I guess now that I’m thinking about it, zombie state is also a good deal like hypnosis or meditation. In hypnosis or meditation, you shift awareness from the physical world and enter the deeper world of the subconscious. Sometimes this makes your regular body go numb. Neither zombies nor hypnosis/meditation folks are freaked out by this. In zombieland, when you are so relaxed your mouth feels lax as water and your muscles drop down into the warm flush, you are going somewhere important of the mind. Down and deep. Into the world of dreams.
But another tricky thing about zombieland is that in the dimension of dreams you might experience body distortions, vibrations, or weird shaking. The key was not to panic. It didn’t
mean you were turning into a Quaker. It was normal. It meant your body was ready to “go” where your mind was taking it. It meant you were going on the nod.
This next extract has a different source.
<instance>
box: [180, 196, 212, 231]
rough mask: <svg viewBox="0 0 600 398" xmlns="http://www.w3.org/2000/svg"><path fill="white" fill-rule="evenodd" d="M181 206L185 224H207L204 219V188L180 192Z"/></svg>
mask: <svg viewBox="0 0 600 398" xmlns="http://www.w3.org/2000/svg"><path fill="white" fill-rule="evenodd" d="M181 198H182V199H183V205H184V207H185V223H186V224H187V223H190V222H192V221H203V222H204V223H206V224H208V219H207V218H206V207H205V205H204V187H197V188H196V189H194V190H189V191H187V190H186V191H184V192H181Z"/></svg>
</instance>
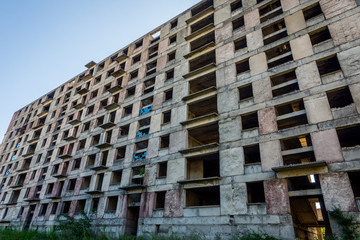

And there is no such thing as time. No past, no present, no future. Or else they are all there at once. So the slowing and slurring of language, the heaviness in your legs, the oddity of your hands turning to giant leaden balls that swing slowly from your arms, the big wad of pillowcase in your mouth, these are all body modifications needed to go where you are going. Though I distinctly remember things going better when I did not leave the apartment. I had, for lack of a better phrase, night blindness and dumb girl head out in the world. Plus there was the problem of legs and arms.
Or maybe I saw the world for what it was, no place for a girl like me. Why not … leave?
There were other, not cool times. Like the time I woke up under an overpass with my face against asphalt in a pool of my own vomit with my pants down around my ankles. Or the time I woke up in some blond and blue-eyed Karate guy’s bed with leather twine around my neck. Or the time I fell from a second floor balcony and cracked my head, the woman with the latex gloves touching my forehead in the ambulance saying, “Lidia, can you still see me? Stay awake for me, Lidia. Good girl.” She looked like an underwater white octopus lady. Pretty though.
I’m a strong bodied person. And the thing of it was, the things I thought would kill me in my life, maybe even the things I wished had, didn’t. What, I distinctly remember thinking, did I have left to lose? Crossing the blood-brain barrier. The mind body barrier. The reality dream barrier. All that euphoria filling up the hole of me. No pain. No thought. Just images to follow.
I was a zombie for a spell in Lubbock. In Austin. In Eugene.
It wasn’t epic compared to the other wounds in my life.
Rehab and relapse and remember all start with the letter R.
What It’s Not
THIS IS NOT ANOTHER STORY ABOUT ADDICTION.